Additionally, the definition of terms like “moderate” can vary greatly depending on one’s location or personal beliefs. Unfortunately, these labels can also take on derogatory connotations, such as the negative association with the term “liberal” in recent years. It’s important to remember that political ideologies are complex and multifaceted, and cannot be fully captured by a single label.
On the other hand, “Trumpism” is a brand of populism that is not based on any political philosophy or principle, but rather on a single person who appeals to a wide range of grievances and stokes fear and anger in the electoral process and democratic institutions. It is unfair to label all those with legitimate questions or grievances as anti-democratic insurrectionists simply because they are associated with this person.

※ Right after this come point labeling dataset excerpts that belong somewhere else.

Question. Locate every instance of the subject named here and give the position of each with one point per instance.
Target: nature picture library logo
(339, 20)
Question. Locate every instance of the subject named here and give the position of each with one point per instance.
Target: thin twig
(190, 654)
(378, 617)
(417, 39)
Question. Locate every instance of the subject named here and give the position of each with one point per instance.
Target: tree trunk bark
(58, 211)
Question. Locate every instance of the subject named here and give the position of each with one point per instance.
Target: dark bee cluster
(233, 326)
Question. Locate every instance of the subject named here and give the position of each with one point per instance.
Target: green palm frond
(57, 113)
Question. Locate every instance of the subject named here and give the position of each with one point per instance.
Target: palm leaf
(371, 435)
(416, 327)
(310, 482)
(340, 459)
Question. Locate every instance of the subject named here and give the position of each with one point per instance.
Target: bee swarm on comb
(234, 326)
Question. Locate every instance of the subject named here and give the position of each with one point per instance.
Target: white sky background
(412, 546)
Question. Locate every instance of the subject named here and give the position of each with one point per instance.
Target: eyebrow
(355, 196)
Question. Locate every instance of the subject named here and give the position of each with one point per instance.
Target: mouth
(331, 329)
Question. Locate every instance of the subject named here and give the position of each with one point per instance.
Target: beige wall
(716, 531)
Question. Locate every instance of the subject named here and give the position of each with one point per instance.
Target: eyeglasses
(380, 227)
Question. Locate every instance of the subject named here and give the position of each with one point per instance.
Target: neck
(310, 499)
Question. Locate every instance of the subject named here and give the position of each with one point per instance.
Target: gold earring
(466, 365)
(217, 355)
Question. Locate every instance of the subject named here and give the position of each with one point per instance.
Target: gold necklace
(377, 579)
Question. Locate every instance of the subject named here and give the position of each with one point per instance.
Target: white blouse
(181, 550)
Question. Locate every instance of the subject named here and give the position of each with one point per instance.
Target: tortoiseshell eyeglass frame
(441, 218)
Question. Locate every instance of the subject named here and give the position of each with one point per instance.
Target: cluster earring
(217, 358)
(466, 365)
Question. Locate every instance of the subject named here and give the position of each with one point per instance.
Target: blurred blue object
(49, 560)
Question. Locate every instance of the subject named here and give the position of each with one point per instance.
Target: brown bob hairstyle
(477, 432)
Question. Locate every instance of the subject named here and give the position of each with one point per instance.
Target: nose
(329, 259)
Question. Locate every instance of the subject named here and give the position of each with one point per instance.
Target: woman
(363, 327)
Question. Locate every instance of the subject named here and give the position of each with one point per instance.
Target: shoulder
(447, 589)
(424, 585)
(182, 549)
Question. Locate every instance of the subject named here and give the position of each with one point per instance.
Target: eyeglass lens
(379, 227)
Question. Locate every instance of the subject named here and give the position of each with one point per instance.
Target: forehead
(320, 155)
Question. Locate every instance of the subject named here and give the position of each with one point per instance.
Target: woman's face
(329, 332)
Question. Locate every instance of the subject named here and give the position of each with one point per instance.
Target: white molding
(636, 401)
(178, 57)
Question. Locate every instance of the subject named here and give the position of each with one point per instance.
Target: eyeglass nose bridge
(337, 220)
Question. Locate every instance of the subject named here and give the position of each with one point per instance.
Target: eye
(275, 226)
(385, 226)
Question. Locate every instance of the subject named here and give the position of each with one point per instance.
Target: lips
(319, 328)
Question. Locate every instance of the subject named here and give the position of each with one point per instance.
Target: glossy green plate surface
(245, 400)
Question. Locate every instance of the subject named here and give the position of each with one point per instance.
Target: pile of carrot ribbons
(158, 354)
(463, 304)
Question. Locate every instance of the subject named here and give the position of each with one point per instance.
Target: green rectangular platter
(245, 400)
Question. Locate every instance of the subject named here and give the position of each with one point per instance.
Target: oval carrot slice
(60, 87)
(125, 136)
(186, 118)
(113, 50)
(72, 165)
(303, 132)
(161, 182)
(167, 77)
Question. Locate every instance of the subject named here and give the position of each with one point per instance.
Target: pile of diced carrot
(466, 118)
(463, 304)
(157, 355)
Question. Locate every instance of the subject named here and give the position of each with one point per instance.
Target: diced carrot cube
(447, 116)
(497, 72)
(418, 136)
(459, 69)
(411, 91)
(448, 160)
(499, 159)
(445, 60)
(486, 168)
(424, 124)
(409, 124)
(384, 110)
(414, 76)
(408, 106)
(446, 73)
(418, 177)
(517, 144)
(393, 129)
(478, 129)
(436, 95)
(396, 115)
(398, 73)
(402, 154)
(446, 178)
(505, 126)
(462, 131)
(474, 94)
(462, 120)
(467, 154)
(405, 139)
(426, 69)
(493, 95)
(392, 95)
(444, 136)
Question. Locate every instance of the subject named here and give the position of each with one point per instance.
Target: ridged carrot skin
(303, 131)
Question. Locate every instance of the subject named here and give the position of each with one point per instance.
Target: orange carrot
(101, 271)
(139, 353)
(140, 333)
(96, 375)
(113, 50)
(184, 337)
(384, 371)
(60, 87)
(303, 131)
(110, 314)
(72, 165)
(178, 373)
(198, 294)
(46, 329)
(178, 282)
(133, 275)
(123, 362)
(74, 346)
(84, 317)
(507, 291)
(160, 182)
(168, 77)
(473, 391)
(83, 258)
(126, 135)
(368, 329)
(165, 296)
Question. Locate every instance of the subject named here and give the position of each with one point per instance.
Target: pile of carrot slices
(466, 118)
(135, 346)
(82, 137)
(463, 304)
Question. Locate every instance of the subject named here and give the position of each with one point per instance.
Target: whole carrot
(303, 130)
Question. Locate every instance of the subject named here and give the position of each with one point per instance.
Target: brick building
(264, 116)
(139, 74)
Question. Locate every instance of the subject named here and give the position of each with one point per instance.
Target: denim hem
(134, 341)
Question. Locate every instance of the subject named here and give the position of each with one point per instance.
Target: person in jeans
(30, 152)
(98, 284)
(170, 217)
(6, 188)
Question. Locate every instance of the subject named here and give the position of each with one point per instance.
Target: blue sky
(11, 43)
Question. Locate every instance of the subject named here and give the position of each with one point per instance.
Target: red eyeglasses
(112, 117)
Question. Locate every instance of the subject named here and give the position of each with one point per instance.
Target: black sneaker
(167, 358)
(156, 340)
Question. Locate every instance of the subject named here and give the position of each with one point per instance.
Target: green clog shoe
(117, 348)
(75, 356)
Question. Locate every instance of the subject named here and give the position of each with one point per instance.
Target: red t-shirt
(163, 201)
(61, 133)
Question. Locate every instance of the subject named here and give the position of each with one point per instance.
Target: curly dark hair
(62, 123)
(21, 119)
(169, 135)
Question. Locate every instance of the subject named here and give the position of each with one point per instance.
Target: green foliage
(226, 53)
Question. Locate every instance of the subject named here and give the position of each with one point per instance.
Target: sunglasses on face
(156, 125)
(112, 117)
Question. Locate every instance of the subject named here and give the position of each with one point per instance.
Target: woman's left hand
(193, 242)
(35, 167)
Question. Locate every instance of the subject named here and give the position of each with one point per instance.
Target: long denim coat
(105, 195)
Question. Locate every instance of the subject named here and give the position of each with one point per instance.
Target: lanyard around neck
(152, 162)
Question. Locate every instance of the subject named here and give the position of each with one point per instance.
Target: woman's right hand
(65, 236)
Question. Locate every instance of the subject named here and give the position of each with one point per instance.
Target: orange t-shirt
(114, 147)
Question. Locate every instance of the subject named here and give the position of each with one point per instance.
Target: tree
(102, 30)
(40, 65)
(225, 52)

It’s important to recognize that while labels can be helpful in communicating and categorizing, they often oversimplify the complexity of individuals and groups. People hold a range of beliefs and thoughts that can’t always be captured by a single label. It’s important to approach others with an open mind and a willingness to understand their unique perspectives, rather than relying solely on preconceived notions based on labels.
When it comes to the judicial world, people often use labels to describe a particular judicial philosophy. Terms like “activist,” “textualist” and “strict constructionist” are used as shorthand to classify judges and communicate information about them to others.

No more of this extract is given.